Come forth, condemned! The earth's a scaffold drest
With dreary skies and sullen-coloured lands.
Wasted and gray and naked, there he stands,
And tearless Time beside him, axe addressed.

The winds he knew have changed their bland applause
To hissing murder in the elm-tree tops;
He bows his head and listens in the copse
The roaring overthrow of his mild laws.

Stoop windward on the storm-bewildered cliff,
Look on the sea, and if you read not there
Brooding the visible image of Despair
Read me no sign in Nature's hieroglyph!

The wolfish seas a lean sou'wester whips
Leap high and howl; the dingy strangling wrack
Athwart the white-stone-dotted coastguard track
Rolls inland, cold as kiss of Vampire lips.

Fugitive gesture of the ash-tree stunt,
A tattered cripple on the dun down's edge!
Sobb'd whistle in the salt-bitten elder hedge
Leaned agonizing landward from the brunt!

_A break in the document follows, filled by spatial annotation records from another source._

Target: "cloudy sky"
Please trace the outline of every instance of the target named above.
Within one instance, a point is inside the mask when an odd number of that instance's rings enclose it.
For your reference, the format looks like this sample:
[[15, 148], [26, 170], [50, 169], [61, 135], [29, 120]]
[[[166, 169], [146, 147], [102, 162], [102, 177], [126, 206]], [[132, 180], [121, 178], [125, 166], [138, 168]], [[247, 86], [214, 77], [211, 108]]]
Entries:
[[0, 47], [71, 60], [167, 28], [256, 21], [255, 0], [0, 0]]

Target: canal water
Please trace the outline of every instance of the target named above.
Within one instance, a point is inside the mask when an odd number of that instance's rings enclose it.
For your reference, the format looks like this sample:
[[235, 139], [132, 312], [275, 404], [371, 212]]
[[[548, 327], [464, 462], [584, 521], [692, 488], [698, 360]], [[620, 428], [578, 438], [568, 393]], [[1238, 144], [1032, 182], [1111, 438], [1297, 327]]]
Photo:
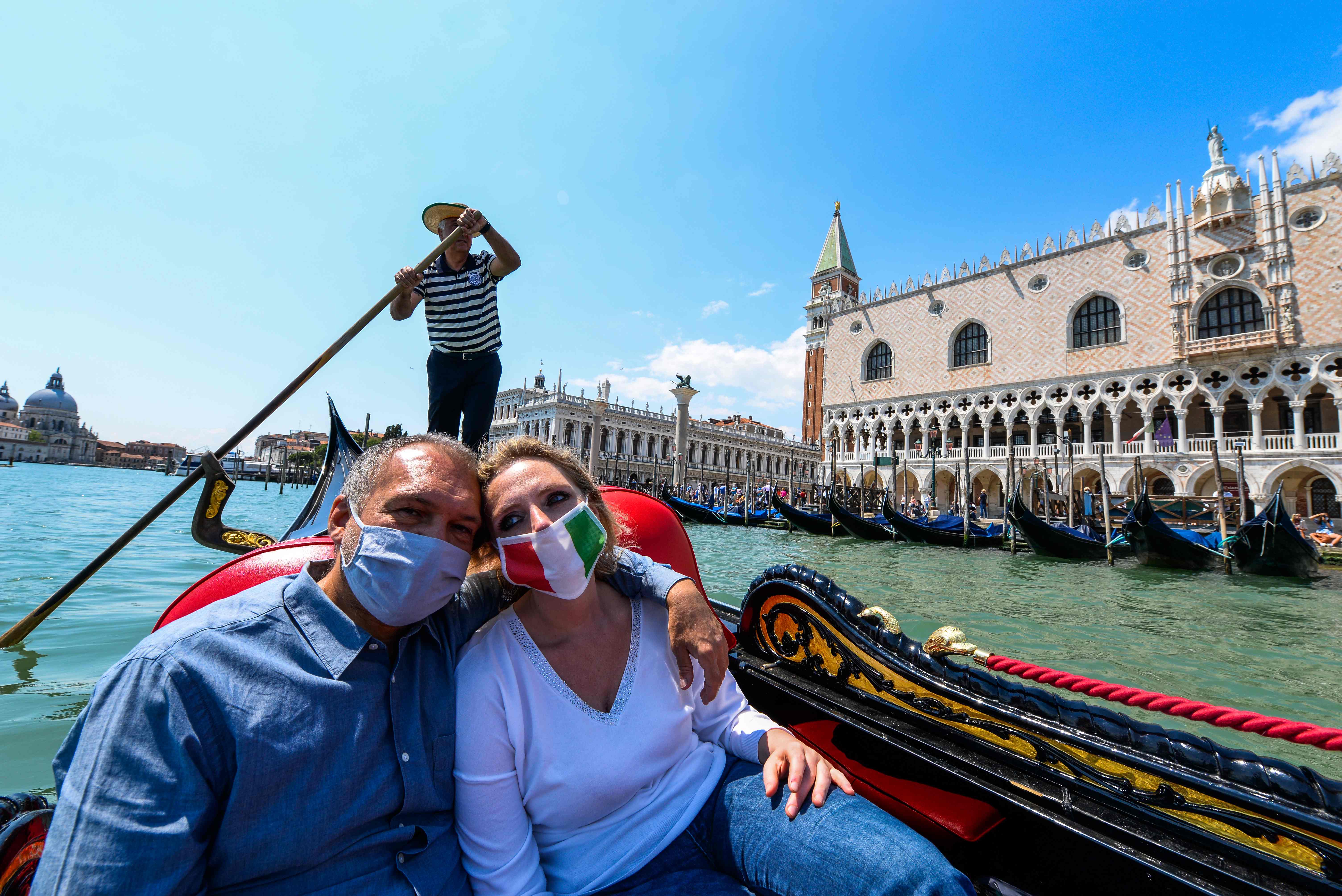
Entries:
[[[0, 630], [76, 573], [176, 479], [0, 467]], [[310, 490], [239, 483], [232, 526], [279, 535]], [[51, 757], [98, 676], [168, 602], [228, 559], [191, 538], [183, 499], [19, 648], [0, 651], [0, 794], [52, 795]], [[705, 585], [738, 604], [761, 570], [821, 570], [919, 640], [954, 624], [994, 652], [1213, 704], [1342, 727], [1342, 574], [1314, 582], [1067, 562], [1004, 551], [688, 526]], [[1096, 702], [1102, 703], [1103, 702]], [[1104, 704], [1114, 707], [1115, 704]], [[1130, 710], [1342, 778], [1342, 754]]]

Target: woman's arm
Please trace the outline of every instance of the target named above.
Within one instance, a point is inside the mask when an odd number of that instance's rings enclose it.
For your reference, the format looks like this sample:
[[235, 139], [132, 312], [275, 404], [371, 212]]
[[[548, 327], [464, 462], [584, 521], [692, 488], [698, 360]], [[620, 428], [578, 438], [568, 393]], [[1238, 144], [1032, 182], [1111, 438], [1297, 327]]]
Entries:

Pale-wing'd Alastors toss and shriek and pine
Where grisly wave and air self-coloured meet,
And loud the giant wind with hammer feet
Tramples his murky vintage in the brine.

O Earth in persecution seared and torn,
Thy martyr's blood takes wings on every wind.
Sleep well till throes of death are anodyned,
And faith repaired in better worlds reborn.

Take heart, for death is but a landlord's balk
Which overlook'd is lightly overleapt:
At birth unbroke our thread of life we kept:
Strange if a quickset hedge could bar my walk!

Let life replenish all her secret springs
After a droughty garish wasteful stage:
Over her shell the rain and wind may rage,
But Earth lies lapp'd in white imaginings.

She lies withdrawn, such meditation keeping
As theirs who when the Temple Veil was rent
Trembled what sudden beam of wonderment
Sever'd the oozy ages o'er them creeping.

The Autumn-havock of the ancient day
Twitch'd and awakened into glance and gesture;
And lo! the spinning of a new-year's vesture
For each advised soul that knew the Ray:

Who thro' three turns of upper day's complexion
The Labyrinth of Expectation trod,
Then rose; and in the rising wake of God
Suspired th' innumerable Resurrection. —

So, deep in the intervital hollows, deep,
Amid the treasure-house of seeds in thrall
Rises the starry Stature, softly fall
The feet of Christ along the floors of Sleep.

A silent Presence felt in darkness, heard
Above the secular silence, in the curl'd
Root-riddled alleys moist of the underworld:
And all the looms of herb and tree are stirred.

Meekly towards the courts of light they crave.
Wreak, bitter wind, thy rapine overhead:
Pastime of opiate music for the dead
Whose ears are touched to seize the opening grave!